Notes—The information about McIver’s three month missionary call in 1812 was added September 13, 2016, and is from the assembly minutes for that year. For a brief biography of Henry Kollock on Presbyterians of the Past, click HERE. The Salkehatchie Presbyterian Church has several variations of its name including, “Salt Catcher,” “Saltketcher,” or “Saltcatcher,” as well as another variation “Saltkehatchee,” which was the name used when it was incorporated as “Saltkehatchee Independent Presbyterian Church,” December 17, 1808. The minutes of Fayetteville Presbytery state that McIver died January 18, 1850, but McKenzie says he died January 19, 1850. There are some discrepancies regarding the dates of McIver’s candidacy, licensure, and ordination, as well as church names that are not always spelled the same. A brief article by the author of this site titled, “Carolina Scots, the Westminster Confession, and a Deceased Wife’s Sister,” was published in The Confessional Presbyterian 9, 2013, beginning on page 48.

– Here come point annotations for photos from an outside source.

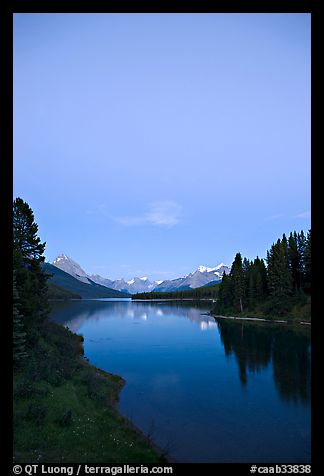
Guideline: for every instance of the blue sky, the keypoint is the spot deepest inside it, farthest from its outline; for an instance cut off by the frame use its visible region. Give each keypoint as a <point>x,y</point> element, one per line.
<point>148,144</point>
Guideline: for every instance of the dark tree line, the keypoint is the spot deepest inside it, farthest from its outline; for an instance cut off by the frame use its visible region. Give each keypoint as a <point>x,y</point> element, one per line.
<point>30,303</point>
<point>206,292</point>
<point>271,287</point>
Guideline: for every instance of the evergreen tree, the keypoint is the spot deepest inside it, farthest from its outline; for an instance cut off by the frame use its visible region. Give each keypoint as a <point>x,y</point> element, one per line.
<point>294,260</point>
<point>308,264</point>
<point>19,335</point>
<point>279,277</point>
<point>237,277</point>
<point>31,280</point>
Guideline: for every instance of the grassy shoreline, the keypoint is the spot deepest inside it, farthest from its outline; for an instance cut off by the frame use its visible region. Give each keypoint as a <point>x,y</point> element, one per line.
<point>65,409</point>
<point>260,319</point>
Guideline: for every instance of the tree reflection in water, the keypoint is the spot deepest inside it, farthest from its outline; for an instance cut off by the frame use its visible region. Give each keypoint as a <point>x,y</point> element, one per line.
<point>286,348</point>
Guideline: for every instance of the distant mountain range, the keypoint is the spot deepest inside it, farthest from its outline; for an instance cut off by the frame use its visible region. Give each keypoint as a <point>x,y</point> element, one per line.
<point>76,286</point>
<point>203,276</point>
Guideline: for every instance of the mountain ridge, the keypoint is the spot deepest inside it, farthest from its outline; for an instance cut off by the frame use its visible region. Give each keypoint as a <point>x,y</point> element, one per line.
<point>202,276</point>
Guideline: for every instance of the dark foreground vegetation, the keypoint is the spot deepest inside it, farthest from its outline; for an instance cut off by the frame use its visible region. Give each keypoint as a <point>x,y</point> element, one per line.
<point>280,289</point>
<point>206,292</point>
<point>64,408</point>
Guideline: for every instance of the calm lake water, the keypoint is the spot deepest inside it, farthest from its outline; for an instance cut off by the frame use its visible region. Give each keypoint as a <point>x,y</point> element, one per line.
<point>207,391</point>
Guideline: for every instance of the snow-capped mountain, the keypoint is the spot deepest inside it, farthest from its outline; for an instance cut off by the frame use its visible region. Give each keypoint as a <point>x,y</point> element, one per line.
<point>201,277</point>
<point>135,285</point>
<point>66,264</point>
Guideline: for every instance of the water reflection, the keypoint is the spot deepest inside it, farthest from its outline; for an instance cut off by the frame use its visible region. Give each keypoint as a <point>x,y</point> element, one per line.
<point>256,346</point>
<point>220,391</point>
<point>75,313</point>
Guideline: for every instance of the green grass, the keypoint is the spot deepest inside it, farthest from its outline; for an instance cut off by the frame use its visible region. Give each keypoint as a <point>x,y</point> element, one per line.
<point>69,414</point>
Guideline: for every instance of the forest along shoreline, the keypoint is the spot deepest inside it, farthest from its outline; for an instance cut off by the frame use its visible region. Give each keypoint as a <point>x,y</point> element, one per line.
<point>258,319</point>
<point>64,408</point>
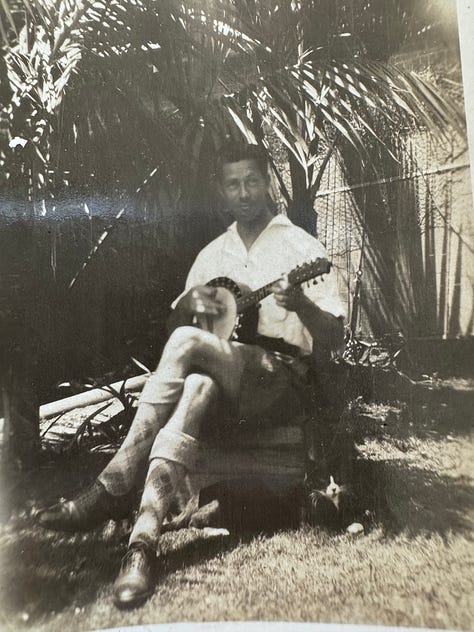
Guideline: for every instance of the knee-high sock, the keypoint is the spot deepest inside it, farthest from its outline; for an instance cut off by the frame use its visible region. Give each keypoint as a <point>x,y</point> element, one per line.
<point>157,402</point>
<point>173,453</point>
<point>161,485</point>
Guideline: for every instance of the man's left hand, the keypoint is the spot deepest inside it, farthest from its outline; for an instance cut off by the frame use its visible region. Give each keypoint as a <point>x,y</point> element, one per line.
<point>288,296</point>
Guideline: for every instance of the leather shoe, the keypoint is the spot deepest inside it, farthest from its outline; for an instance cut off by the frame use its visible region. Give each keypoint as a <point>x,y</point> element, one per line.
<point>85,512</point>
<point>134,584</point>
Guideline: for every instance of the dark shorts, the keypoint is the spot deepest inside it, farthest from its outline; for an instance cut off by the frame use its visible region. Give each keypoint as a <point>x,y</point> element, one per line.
<point>272,393</point>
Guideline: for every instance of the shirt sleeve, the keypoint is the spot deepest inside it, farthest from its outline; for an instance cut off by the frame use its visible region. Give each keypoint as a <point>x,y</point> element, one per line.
<point>197,275</point>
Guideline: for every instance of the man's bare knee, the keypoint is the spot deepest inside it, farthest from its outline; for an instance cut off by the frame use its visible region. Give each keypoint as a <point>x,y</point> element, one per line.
<point>202,385</point>
<point>184,343</point>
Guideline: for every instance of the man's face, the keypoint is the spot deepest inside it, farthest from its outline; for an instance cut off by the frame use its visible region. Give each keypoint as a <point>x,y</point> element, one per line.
<point>245,191</point>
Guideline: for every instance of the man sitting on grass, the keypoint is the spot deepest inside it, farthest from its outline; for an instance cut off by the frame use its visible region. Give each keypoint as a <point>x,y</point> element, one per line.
<point>198,369</point>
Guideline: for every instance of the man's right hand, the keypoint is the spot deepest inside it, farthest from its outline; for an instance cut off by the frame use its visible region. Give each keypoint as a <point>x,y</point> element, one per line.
<point>202,301</point>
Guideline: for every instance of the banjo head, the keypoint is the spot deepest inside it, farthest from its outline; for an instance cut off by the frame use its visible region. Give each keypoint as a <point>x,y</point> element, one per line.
<point>222,326</point>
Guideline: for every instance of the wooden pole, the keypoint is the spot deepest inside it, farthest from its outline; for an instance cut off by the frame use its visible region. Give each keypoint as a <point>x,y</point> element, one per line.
<point>94,396</point>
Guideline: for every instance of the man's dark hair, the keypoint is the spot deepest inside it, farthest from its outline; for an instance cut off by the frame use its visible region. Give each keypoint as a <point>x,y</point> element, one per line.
<point>235,152</point>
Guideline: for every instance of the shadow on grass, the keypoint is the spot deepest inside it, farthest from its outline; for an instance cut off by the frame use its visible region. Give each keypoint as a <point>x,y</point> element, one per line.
<point>414,500</point>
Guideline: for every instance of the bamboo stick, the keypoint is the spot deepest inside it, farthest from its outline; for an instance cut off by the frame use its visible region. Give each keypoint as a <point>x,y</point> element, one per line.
<point>94,396</point>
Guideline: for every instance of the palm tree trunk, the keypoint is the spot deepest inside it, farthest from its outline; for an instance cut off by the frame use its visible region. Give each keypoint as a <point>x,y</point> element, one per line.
<point>301,210</point>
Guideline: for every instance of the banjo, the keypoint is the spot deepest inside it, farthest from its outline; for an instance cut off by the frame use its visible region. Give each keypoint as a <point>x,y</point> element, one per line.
<point>239,317</point>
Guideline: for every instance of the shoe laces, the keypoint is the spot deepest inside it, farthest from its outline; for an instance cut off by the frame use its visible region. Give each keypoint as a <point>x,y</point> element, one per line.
<point>135,558</point>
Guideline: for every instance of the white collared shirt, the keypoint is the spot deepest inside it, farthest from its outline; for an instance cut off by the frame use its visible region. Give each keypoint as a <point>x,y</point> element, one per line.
<point>279,248</point>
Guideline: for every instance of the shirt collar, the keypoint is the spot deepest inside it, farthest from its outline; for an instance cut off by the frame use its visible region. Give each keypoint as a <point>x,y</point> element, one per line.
<point>278,220</point>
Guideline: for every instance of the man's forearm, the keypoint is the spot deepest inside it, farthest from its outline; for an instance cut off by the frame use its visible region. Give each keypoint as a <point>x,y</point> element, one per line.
<point>325,329</point>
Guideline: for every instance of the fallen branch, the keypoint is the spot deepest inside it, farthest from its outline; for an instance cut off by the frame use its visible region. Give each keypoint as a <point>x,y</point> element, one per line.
<point>93,396</point>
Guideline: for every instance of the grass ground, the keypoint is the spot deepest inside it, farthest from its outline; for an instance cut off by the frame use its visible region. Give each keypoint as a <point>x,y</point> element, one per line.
<point>413,567</point>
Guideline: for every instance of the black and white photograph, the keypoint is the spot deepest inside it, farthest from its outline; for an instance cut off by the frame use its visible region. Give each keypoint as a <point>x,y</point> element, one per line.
<point>236,315</point>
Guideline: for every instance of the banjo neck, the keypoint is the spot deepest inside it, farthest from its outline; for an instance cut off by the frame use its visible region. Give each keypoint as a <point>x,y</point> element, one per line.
<point>300,274</point>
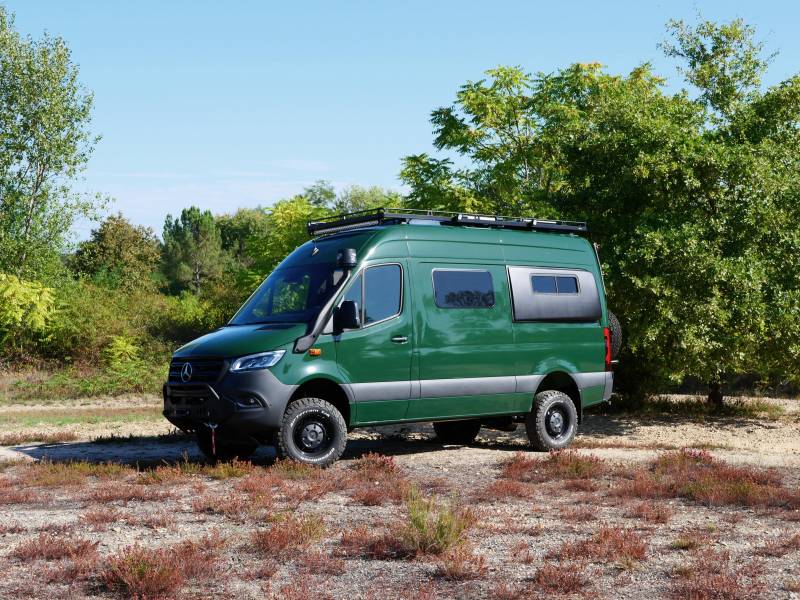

Sources—The header image is two pictures combined of the Salkehatchie Church site. James D. McKenzie’s book is titled, History of Barbecue Presbyterian Church, Harnett County, North Carolina, which was self-published in 1965. Information related to McIver and the Fayetteville Church was found in both History of First Presbyterian Church, Fayetteville, North Carolina, by Harriot Sutton Rankin, 1928, and an earlier book by A. L. Phillips titled, An Historical Sketch of the Presbyterian Church of Fayetteville, February 3, 1889. George Howe’s two volumes on the history of the Presbyterian Church in South Carolina were consulted, as well as Guide to Presbyterian Ecclesiastical Names and Places in South Carolina, 1685-1986, by Joseph B. Martin, III, which was published in South Carolina Historical Magazine, vol. 90:1, 2, January-April 1989. Also, R. H. Stone’s, A History of Orange Presbytery, 1770-1970, Greensboro, 1970, is helpful because North Carolina, Georgia, part of Tennessee, and South Carolina were originally the geographic area of Orange Presbytery. As the years passed, presbyteries were formed from portions of Orange Presbytery’s geographic area. For example, just about the time McIver moved to North Carolina, Fayetteville Presbytery was formed from Orange in 1812. The portrait of McIver was provided by the PCA Historical Center, St. Louis, Missouri, Wayne Sparkman, Director. The map of Scotland is from Rand-McNally Pocket Atlas of the World, Historical-Political-Commercial, New York, 1906, as in digital form on Internet Archive.